In the meantime, the desire to jump on the feminist bandwagon and roll this out as a powerful paradigm of male — female political warfare in the #MeToo era is irresistible. Even if it may turn out to be wrong.
From the headlines pleading “Let Jody Wilson-Raybould speak!” to Wilson-Raybould’s own father, Bill Wilson, a Kwakwaka’wakw hereditary chief, who told CBC As It Happens host Carol Off that the PM was “full of baloney” and Canadians would not stand for him treating a woman “shabbily,” we are also seeing this through a lens of male/ female dynamics.
Still, as a feminist who heartily approves of women refusing to be minor characters in public life, I don’t quite understand why Wilson-Raybould, a former regional chief herself, has allowed Wilson to speak publicly on her behalf.
“Thank you to my pappa for your unwavering support,” she tweeted in the midst of the storm.
The whole point of being a major and not a minor character is having your own voice, even if, as Wilson-Raybould has done, she needs to hire her own lawyer, a former Supreme Court justice, to examine what she is legally allowed to say, given the restraints of privileged cabinet conversations and an ongoing corporate criminal case.
It takes real courage to want to be in the public eye as a politician. Men have done so for years, allowing themselves and all other men to fail as spectacularly and as often as they succeeded.
Political scandals morph rapidly and always have unintended consequences. This one continues to be no exception.
Justin Trudeau, the first self-avowed “feminist PM,” has proudly proclaimed his gender equal cabinet, but also has discovered that a man waving a feminist flag can be pulled over for major or minor misdemeanours.
(He dismissively called her “Jody” after she resigned, until he realized the forced familiarity was costing him.) The #MeToo movement has propelled a different and valid kind of conversation to the forefront. But nothing, of course, is ever that simple.
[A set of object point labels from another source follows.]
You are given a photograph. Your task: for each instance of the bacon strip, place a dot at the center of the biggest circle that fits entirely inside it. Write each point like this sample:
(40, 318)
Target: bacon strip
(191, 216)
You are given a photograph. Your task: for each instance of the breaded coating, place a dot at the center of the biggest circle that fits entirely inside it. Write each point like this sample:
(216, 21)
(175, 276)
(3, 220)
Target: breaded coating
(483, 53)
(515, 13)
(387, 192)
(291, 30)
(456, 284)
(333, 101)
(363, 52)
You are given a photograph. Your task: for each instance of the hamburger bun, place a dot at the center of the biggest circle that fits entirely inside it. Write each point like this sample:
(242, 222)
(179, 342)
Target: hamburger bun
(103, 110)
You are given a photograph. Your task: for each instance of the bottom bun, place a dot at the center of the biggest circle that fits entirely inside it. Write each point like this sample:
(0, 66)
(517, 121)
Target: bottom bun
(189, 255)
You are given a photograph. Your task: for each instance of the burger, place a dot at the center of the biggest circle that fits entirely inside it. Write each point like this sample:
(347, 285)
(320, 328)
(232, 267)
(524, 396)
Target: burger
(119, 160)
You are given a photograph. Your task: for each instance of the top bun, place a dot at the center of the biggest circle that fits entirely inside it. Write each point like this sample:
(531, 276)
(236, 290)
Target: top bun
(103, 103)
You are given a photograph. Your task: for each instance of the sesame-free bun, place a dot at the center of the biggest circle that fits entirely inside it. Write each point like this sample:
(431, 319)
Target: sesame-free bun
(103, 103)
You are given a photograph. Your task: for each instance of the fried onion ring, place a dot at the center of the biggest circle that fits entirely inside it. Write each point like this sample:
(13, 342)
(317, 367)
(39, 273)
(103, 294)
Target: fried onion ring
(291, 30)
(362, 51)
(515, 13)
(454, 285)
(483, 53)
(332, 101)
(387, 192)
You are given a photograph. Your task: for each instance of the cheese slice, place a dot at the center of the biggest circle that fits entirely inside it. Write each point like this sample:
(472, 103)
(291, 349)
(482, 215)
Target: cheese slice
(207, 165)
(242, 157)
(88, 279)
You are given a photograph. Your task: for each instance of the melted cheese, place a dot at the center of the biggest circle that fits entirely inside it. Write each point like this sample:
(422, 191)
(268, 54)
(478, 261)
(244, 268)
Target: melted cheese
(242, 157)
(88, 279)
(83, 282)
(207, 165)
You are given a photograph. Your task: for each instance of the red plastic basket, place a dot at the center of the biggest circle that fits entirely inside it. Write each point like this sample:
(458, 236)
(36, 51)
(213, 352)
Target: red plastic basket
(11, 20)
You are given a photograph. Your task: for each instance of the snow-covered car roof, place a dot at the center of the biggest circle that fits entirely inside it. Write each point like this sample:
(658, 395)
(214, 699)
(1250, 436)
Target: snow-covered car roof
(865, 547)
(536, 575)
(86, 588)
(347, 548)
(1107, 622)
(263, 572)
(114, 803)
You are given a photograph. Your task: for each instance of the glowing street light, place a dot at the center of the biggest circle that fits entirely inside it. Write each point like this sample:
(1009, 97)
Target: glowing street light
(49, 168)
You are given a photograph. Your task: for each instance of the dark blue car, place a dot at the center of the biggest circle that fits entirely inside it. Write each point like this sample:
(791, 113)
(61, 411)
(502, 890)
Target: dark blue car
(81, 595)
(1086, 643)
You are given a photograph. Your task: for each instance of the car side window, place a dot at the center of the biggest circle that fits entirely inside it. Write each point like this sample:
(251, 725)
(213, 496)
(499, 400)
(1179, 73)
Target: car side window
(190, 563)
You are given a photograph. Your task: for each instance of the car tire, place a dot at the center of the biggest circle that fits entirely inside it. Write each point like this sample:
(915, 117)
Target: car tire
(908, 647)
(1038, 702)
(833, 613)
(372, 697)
When Wilson-Raybould speaks, I will be listening for her to clear up not only what happened in a legal and political sense, but whether and how her being a woman — and an Indigenous one at that — had anything to do with her clashes with the Trudeau government.
There is no doubt WilsonRaybould earned her remarkable place in history when she was appointed to the justice portfolio.
No one should now expect her to play a minor character whatever political path she now takes.